Fattoush is a bread salad common in the Middle East with the main ingredient being pita and mixed greens. Typically, Lebanese farmers would fry their leftover pita in olive oil and add into whatever vegetables and herbs (Za'atar is typically a blend of Sumac, oregano, sesame seeds and thyme) they had on hand. Here we toss olive oil with naan bread and lightly toast.
4 whole grain naan flatbread or pita
4 eggs (eliminate for vegan)
12 ounces of cooked chickpeas
2 tsps za’atar
1 lemon
1 cucumber
10 to 12 grape or cherry tomatoes
1 bunch of romaine or other lettuce
8 sprigs fresh mint stems removed and chopped
2 TBSP apple cider vinegar
1 TBSP honey
2 scallions chopped
5 ounces of crumbled feta
olive oil
salt and pepper to taste
Cut flatbread into bite-size pieces. Spread the flatbread pieces in an even layer on a sheet pan and drizzle with 1 to 2 teaspoons of olive oil, and season with salt and pepper. Toast in the oven until lightly browned and crisp, about five minutes.

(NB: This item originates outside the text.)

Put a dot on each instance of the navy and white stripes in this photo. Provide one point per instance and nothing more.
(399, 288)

While the flatbreads toast, prepare the eggs by bringing a small saucepan with water to a boil and fill a small bowl with ice water. Carefully lower the eggs into the boiling water and cook for five minutes (lower heat to medium) for soft-cooked (for hard-cooked eggs, cook for 2 to 3 minutes longer). Transfer the eggs to the ice water to cool. Carefully peel the eggs.
Next rinse the chickpeas and in a large frying pan over medium heat, warm 1 to 2 tablespoons oil until hot and stir in the za’atar and cook until fragrant, about 30 seconds. Add the chickpeas, season with salt and pepper, and cook, stirring occasionally, until the chickpeas are warmed through, 2 to 3 minutes.
While the chickpeas cook, start preparing the remaining salad ingredients, juicing the lemon into a large bowl. Peel the cucumber and cut in half lengthwise, then crosswise into ¼-inch-thick half-moons.
Cut the tomatoes in half. Trim the root end from the romaine heart; coarsely chop the leaves.
Strip the mint leaves from the stems; coarsely chop the leaves. Cut the eggs in half lengthwise.
To the bowl with the lemon zest and juice, stir in the vinegar, honey and 2 tablespoons (¼ cup) oil; season to taste with salt and pepper. Add the cucumber, tomatoes, romaine, mint, flatbreads, and spiced chickpeas and toss to combine. Season to taste with salt and pepper.
Transfer the salad to individual bowls. Top with the eggs, garnish with the feta, and serve.
For the carnivore -- serve with grilled chicken or some type of leftover meat.
For gluten free -- Use a gluten free pita such as Joseph's Middle East Bakery whole wheat flour pita available on Amazon.
For vegan -- use a cheese substitute, such as Follow Your Heart vegan gourmet shreds or Vtopian makes a Mediterranean feta
For the Zatar try Spicy World Za'atar or USimplySeasaon Za'atar both available on Amazon.